EU will Atomkraft auf grün trimmen: Fehlende Akzeptanz ist egal

Verbraucher akzeptieren keine Siegel, bei denen Atomkraft als grün gilt. Das stört die EU bei ihren Plänen für ein Nachhaltigkeitslabel nicht.

Rauch schwappt aus einem Kraftwerk auf

Eher grau als grün: Atomkraftwerke Foto: Pattyn/imago

BERLIN taz | Die EU-Kommission kümmert es offenbar nicht, dass sie den Erfolg ihres geplanten Labels für grüne Geldanlagen gefährden könnte, indem sie Investitionen in Atomkraft als „nachhaltig“ deklariert. So lässt sich die Antwort der Kommission auf ein Schreiben der Nichtregierungsorganisation Finanzwende Recherche verstehen. Darin hatten die Fi­nanz­ex­per­t:in­nen auf eine Umfrage hingewiesen, nach der mehr als 80 Prozent der in Deutschland lebenden Ver­brau­che­r:in­nen eine Geldanlage nicht als nachhaltig anerkennen, wenn Kapital auch in Atomanlagen fließt.
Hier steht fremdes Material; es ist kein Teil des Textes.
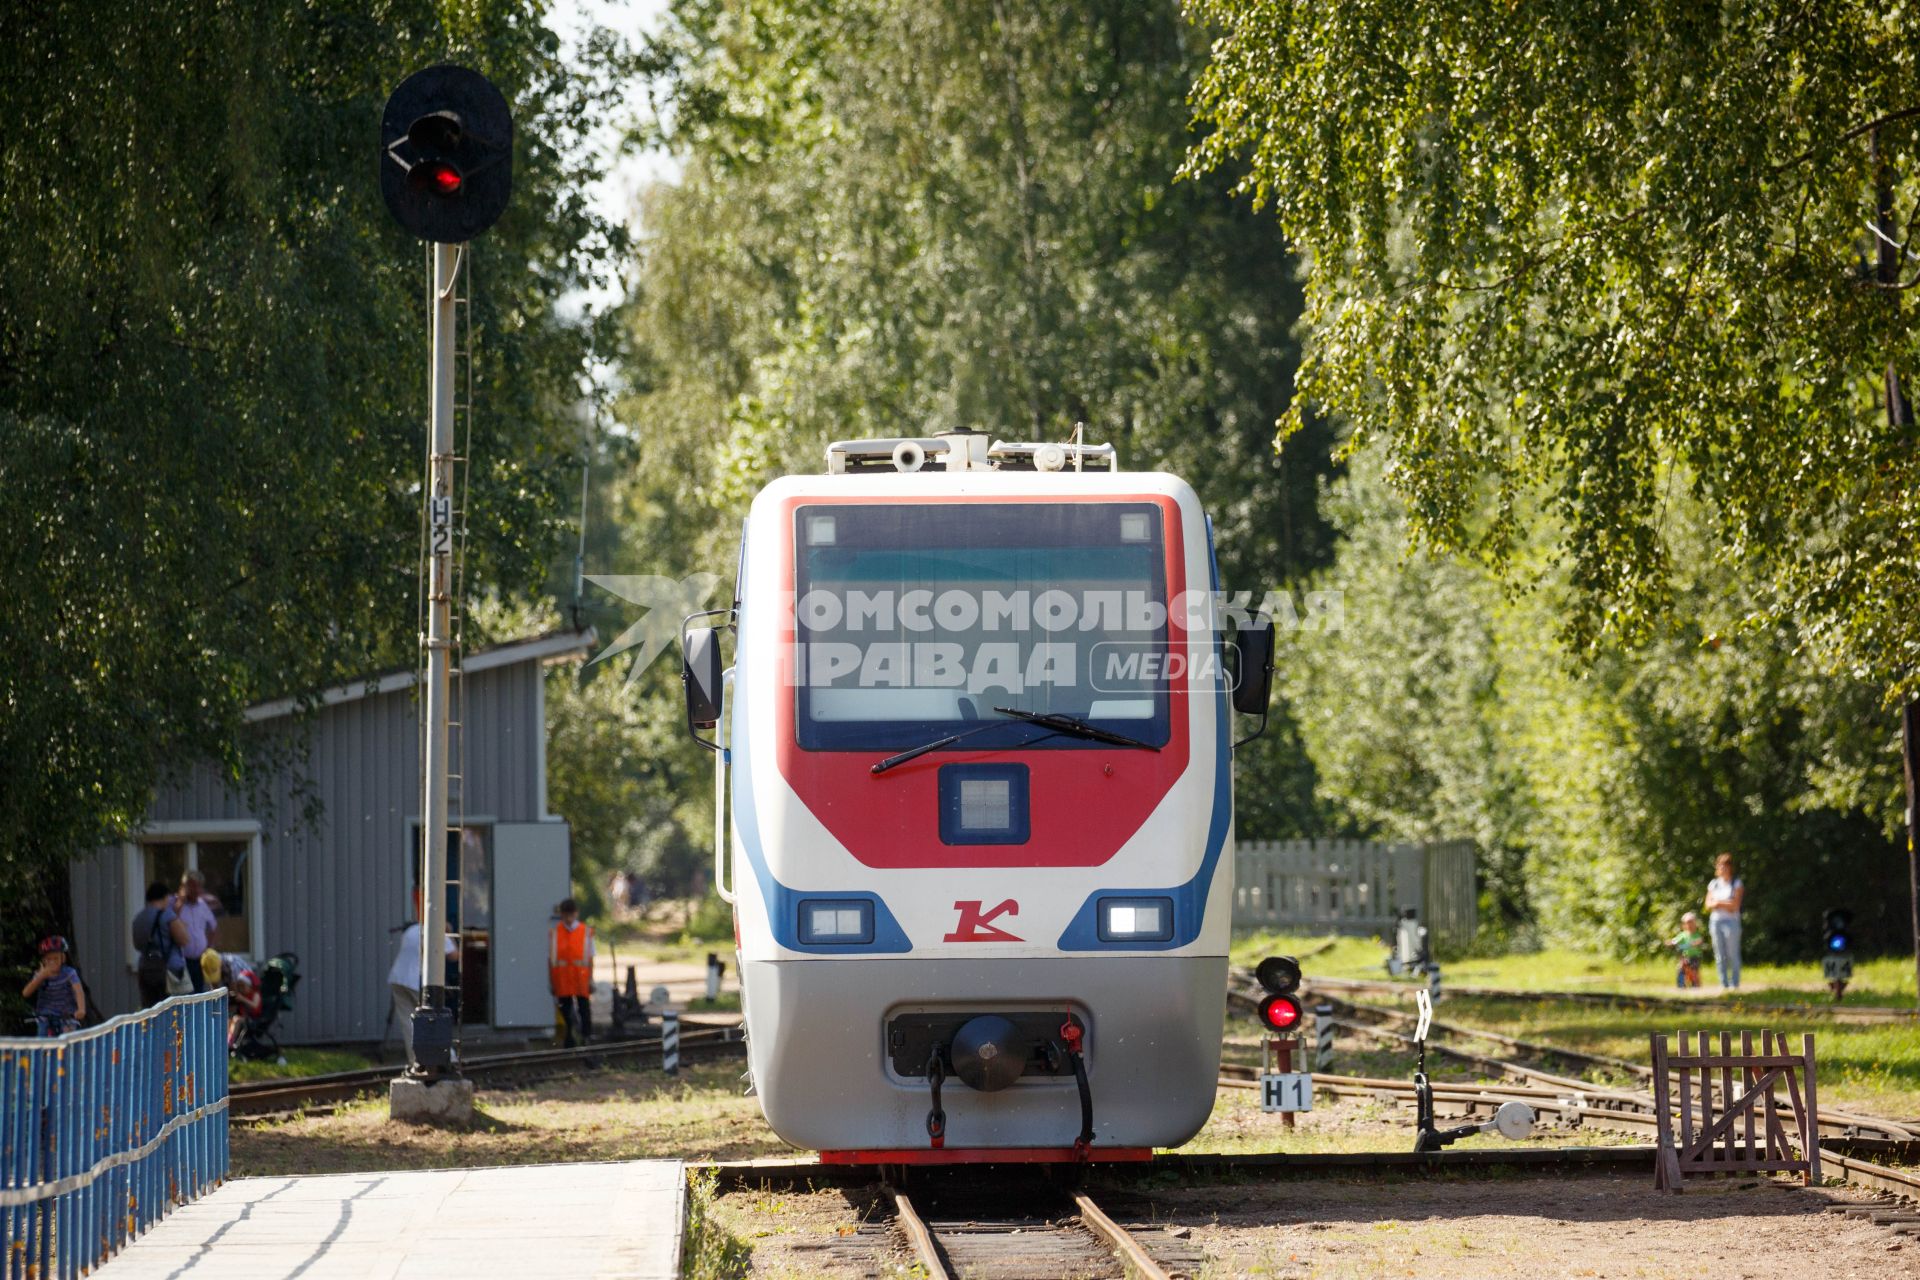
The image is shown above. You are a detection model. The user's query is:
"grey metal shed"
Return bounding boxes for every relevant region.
[67,630,590,1045]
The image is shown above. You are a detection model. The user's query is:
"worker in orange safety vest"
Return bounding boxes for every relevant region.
[550,897,595,1046]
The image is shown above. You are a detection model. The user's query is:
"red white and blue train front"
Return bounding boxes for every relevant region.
[711,436,1236,1162]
„Die Kommission lässt sich auf unseren Punkt gar nicht erst ein“, sagt Magdalena Senn, Referentin für nachhaltige Finanzmärkte bei Finanzwende Recherche. „Offenbar hat sie keine guten Argumente dagegen.“ Stattdessen bezieht sich die Brüsseler Behörde in ihrer Antwort an Finanzwende auf das Ergebnis einer umstrittenen Studie der Forschungsstelle Joint Research Center. Diese kommt zu dem Schluss, dass Atomkraft aus Klimaschutzgründen als nachhaltig zu bewerten ist.
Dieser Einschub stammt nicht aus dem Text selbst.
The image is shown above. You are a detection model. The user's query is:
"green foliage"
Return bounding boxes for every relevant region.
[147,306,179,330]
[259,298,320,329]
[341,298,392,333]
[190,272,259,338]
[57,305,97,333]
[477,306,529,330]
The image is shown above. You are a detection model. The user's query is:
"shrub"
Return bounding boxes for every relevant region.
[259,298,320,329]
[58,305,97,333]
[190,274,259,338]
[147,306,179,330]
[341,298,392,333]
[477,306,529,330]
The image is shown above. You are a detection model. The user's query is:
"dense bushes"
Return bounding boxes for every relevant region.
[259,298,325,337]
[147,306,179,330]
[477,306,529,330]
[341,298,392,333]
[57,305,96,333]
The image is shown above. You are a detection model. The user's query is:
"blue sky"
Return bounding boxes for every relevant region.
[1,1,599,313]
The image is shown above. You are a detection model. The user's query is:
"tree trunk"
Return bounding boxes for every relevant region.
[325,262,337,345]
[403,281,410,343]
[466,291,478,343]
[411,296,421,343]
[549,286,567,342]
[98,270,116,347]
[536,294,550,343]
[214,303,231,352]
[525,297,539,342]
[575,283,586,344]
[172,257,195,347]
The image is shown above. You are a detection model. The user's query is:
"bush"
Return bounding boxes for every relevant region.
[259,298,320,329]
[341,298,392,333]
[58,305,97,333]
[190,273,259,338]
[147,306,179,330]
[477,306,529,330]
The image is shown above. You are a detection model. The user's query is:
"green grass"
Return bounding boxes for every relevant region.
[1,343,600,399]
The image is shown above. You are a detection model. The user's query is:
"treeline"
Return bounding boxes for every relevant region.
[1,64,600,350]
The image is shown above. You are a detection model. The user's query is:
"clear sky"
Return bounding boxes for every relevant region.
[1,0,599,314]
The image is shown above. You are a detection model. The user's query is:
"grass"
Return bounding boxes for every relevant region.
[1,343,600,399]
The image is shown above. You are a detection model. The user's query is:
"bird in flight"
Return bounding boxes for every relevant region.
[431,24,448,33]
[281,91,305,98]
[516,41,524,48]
Der Hintergrund: Die EU arbeitet an einer Verordnung, mit der eine Art Nachhaltigkeitssiegel für Finanzanlagen geschaffen werden soll, die sogenannte Taxonomie. Unter der Führung Frankreichs wollen zwölf Staaten, dass dabei auch Atomanlagen als nachhaltig gelten. Die deutsche Umweltministerin Svenja Schulze (SPD) hat sich mit Ver­tre­te­r:in­nen von fünf weiteren Ländern dagegen ausgesprochen – ebenfalls mit dem Argument der Glaubwürdigkeit. Die Gruppe verweist darauf, wie gefährlich die Produktion von Atomkraft ist und dass das Problem nicht gelöst ist, was mit dem strahlenden Müll geschehen soll.

Steckt ein klimaschädlicher Deal dahinter?

Vor kurzem hatte Bundeskanzlerin Angela Merkel erklärt, dass eine Einstufung der Atomkraft als nachhaltiges Investment angesichts der Mehrheitsverhältnisse in der EU kaum noch zu verhindern sei. Die NGO Finanzwende fürchtet, dass dahinter ein Deal steckt: Frankreich setzt sich mit seinem Anliegen durch, dafür wird der Wunsch aus Deutschland erfüllt, auch Investments in Erdgas als grüne Geldanlage zu bewerten – also die Finanzierung eines klimaschädlichen fossilen Energieträgers.

„Nach unseren Informationen haben sich Vertreter der Bundesregierung in Brüssel für die Einstufung von fossilem Erdgas als nachhaltig eingesetzt“, sagt Senn. Sollte die EU-Kommission tatsächlich Geldanlagen mit Atomanteil als nachhaltig einstufen, werde das neue Siegel hinter bestehende Branchenstandards zurückfallen, etwa denen des Forum Nachhaltige Geldanlage (FNG) und sogar denen des Labels Greenfin des französischen Staates.